February 5, 202130/1006 min
Staring
Joe Anderson, Charlotte Kirk , Steven Waddington, Sean Pertwee
Written by
Edward Evers-Swindell, Charlotte Kirk, Neil Marshall
Directed by
Neil Marshall
Run Time
1h 50min
Release Date
February 5th, 2021
Overall Score
Rating Summary

England in 1665 was not the time or place to be, especially if you were a woman. As the plague made its way through the population it didn’t take much for a woman to be accused of being a witch and thus burned at the stake. This was a common practice in both Europe and North America, where an estimated 500,000 women were killed after being suspected of being in cahoots with the devil. None of that sounds like a good time, but it does sound like a good place to set a horror movie, and director Neil Marshall (The Descent) has decided to bring it to the screen.

Grace Haverstock ( Charlotte Kirk) is a happy wife with her husband Joseph (Joe Anderson) and their infant daughter. Their lives though are torn apart when Joseph gets sick and instead of putting his family at risk he ends his own life. Grace though is not a feeble woman who relies on a man to help her get through life, she intends to carry on and provide for her and her child. Things though get tough when the Squire (Steven Waddington ) demands she pay her rent and when she can’t, The Squire offers to give her a way where she would never have to worry about rent again. Grace refuses that preposition and when she fights him off, he decides to get back at her buy accusing her of witchery. This of course gets the town all riled up as everyone gets ready to watch another witch burn. Grace is of course tortured in many excruciating ways, but she will not break, as well as never look like woman who had no more than a hard day cleaning the house. No, Grace will not go quietly into the night and eventually she gets the upper hand, which does not bode well for her accusers.
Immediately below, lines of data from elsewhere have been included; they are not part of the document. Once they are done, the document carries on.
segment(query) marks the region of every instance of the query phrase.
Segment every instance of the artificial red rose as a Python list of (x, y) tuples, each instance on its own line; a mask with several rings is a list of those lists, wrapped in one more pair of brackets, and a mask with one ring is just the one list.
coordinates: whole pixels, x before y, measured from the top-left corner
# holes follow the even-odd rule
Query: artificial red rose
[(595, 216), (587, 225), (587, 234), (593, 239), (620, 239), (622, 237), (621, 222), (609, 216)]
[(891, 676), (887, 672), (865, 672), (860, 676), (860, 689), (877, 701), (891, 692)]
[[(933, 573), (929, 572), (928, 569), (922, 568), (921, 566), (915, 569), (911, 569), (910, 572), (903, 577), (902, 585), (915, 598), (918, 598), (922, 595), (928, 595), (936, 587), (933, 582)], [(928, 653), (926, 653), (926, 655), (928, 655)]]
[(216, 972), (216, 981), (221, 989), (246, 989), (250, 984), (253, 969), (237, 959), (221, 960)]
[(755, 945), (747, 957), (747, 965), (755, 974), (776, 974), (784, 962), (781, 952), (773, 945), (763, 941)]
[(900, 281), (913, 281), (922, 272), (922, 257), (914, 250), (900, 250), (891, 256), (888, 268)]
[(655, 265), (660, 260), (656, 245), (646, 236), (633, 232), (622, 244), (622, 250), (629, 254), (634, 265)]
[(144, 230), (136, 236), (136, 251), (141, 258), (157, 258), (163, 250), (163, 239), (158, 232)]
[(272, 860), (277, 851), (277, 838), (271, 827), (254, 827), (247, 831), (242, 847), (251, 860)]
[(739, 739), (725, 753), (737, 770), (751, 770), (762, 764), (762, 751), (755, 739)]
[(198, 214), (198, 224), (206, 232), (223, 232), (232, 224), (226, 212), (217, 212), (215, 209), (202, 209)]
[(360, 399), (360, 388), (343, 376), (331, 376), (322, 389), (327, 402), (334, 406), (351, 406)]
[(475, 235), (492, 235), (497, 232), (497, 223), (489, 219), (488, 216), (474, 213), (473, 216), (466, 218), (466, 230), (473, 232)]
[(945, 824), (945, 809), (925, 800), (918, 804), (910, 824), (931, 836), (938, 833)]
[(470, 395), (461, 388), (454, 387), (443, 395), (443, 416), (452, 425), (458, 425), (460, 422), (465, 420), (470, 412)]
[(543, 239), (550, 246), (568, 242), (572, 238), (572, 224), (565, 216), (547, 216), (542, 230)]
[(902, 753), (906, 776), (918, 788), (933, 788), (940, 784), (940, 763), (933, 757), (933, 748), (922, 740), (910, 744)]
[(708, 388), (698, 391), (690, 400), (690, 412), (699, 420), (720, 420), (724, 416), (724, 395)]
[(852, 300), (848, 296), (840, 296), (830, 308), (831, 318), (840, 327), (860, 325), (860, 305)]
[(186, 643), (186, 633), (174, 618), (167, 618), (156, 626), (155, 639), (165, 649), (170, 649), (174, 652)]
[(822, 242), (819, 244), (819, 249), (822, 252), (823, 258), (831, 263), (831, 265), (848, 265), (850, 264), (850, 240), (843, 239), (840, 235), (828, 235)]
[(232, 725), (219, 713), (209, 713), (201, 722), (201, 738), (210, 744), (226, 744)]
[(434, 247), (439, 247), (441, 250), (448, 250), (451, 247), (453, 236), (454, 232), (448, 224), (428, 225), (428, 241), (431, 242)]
After being disappointed in how his version of Hellboy went, Neil Marshall has returned to his roots of a lower budget horror film to make things right. Written by himself as well as Charlotte Kirk and Edward Evers-Swindell, The Reckoning tried to put a face or two to those many woman who were killed back then. That though is about the only good thing about this film and really it was more of a gesture, if that. The Reckoning succeeds in having that low budget feel to it in an old network TV movie kind of way. Inexpensive I can handle, what I can’t take is a bad story and some of the acting choices that were made. Add to the fact that for a woman living in 1665, Kirk looks like she just got off the cover of a magazine, which doesn’t really fit in with the rest of the time and place. Plus the other things that happen in the film had me thinking that maybe all of that was intentional and this was all meant for a laugh and not to scare you. And if that was the case, unfortunately they don’t accomplish in that regard either. For me there is nothing here to like, except what might be the best death by a wagon, but as for the rest of The Reckoning it just felt like watching it was a slow death.